Here's what I would like to see. There’s a meteorologist in the Hudson Valley, Alex Marra. He created Hudson Valley Weather. Well, it’s hvweather.com. And he provides, through Facebook, particularly, a, a real service to the micro community in our part of the Hudson Valley. He’s kind of reading the odds in a more granular way that serves a very specific audience. I –
[BOTH SPEAK/OVERLAP]
BROOKE GLADSTONE: He’s the Nate Silver of weather of the Hudson Valley.
ANDREW REVKIN: Of the Hudson Valley, right. [LAUGHS] But he’s – has tens of thousands of followers. And I would have to look for the Louisiana region.
BROOKE GLADSTONE: Mm-hmm.
ANDREW REVKIN: And hopefully, there’s a – an Alex Marra, so that there's someone people can migrate to who can give you that real-time advice.
BROOKE GLADSTONE: But you think there was something really unusual in the lack of coverage here that doesn't relate to the fact that it was a, a busy news summer, what with an election and an Olympics. You think that there's something about this storm that didn't lend itself to big headlines.
ANDREW REVKIN: Well, for one thing, there was no build up. NHC.Miller.gov, the national hurricane center, go there and you can track tropical systems as they come across from Africa, and as it builds there's a whole warning system set up. The protocols are all based around tropical systems like that. And this one built on its own. It was hard to get out in front of that. Two days ahead of time, there's nothing there to say that this particular system was capable of that epic of flood.
BROOKE GLADSTONE: This storm didn't have a name. Why didn’t it have a name?
ANDREW REVKIN: Because the protocols are not there. The National Hurricane Center deals with hurricanes. [LAUGHS]
BROOKE GLADSTONE: But a rainstorm doesn't get a name.
ANDREW REVKIN: Not yet. I've been in touch with people at NOAA, the National Oceanic and Atmospheric Administration, about, you know, how to shift protocols going forward. The fires all have names now, out West.
BROOKE GLADSTONE: Do they?
ANDREW REVKIN: Yes, those are developed for the firefighting community. The California newspapers mention the fire by name. Blue Cut Fire was this really raging fire just a week ago, just east of LA.
BROOKE GLADSTONE: Could you have a Category 3 rainstorm?

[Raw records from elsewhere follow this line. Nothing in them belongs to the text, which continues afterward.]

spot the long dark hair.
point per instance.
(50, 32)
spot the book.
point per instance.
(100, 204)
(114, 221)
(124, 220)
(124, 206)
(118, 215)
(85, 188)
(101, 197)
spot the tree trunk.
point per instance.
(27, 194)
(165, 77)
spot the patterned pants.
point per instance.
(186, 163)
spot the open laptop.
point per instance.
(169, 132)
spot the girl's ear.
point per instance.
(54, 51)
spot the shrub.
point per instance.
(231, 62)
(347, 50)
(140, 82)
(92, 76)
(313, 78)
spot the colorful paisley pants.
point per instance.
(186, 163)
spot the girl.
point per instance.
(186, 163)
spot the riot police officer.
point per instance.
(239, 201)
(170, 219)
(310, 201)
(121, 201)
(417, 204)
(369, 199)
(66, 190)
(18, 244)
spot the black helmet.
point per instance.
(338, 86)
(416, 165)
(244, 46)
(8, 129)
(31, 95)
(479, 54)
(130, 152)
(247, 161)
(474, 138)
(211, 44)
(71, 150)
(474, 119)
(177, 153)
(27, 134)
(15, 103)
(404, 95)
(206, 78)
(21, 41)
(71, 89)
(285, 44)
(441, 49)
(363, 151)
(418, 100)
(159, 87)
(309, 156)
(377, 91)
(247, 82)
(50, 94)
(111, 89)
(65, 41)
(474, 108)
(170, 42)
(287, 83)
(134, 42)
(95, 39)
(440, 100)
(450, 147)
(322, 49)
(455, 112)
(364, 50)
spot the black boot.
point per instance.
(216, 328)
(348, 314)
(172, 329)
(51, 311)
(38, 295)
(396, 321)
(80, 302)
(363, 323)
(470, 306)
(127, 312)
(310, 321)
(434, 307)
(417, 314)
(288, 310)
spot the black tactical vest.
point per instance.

ANDREW REVKIN: Stay tuned. By the way, I'm doing some reporting right now on hurricanes. There’s pretty solid science pointing to us having to add a, a category or two there, late this century -
BROOKE GLADSTONE: Wow!
ANDREW REVKIN: - Category 6, even Category 7, in the sense of fundamentally new kinds of ferocity in hurricanes.
BROOKE GLADSTONE: With all the schools that are currently at risk and the thousands of people on floodplains in parts of the world where they will have no escape and the dislocation of poor people in this country, I just wonder, how are you sleepin’?
ANDREW REVKIN: [LAUGHS] I, I’m pretty excited these days
[BROOKE LAUGHS]
What I've seen in many, many places, the, the capacity to build things from the bottom-up, to create your own network. Journalism is a shrinking wedge of this explosively growing pie of ways to share ideas and knowledge and be responsive. And that's where there's a lot of opportunity. And the media that persist will recognize that and facilitate it and drawn on it as much as they will create it themselves.
BROOKE GLADSTONE: Andy, thank you very much.
ANDREW REVKIN: It’s my pleasure to be with you.
BROOKE GLADSTONE: Andrew Revkin teaches at Pace University, writes for The New York Times blog Dot Earth and is cohost of the Warm Regards podcast about climate change.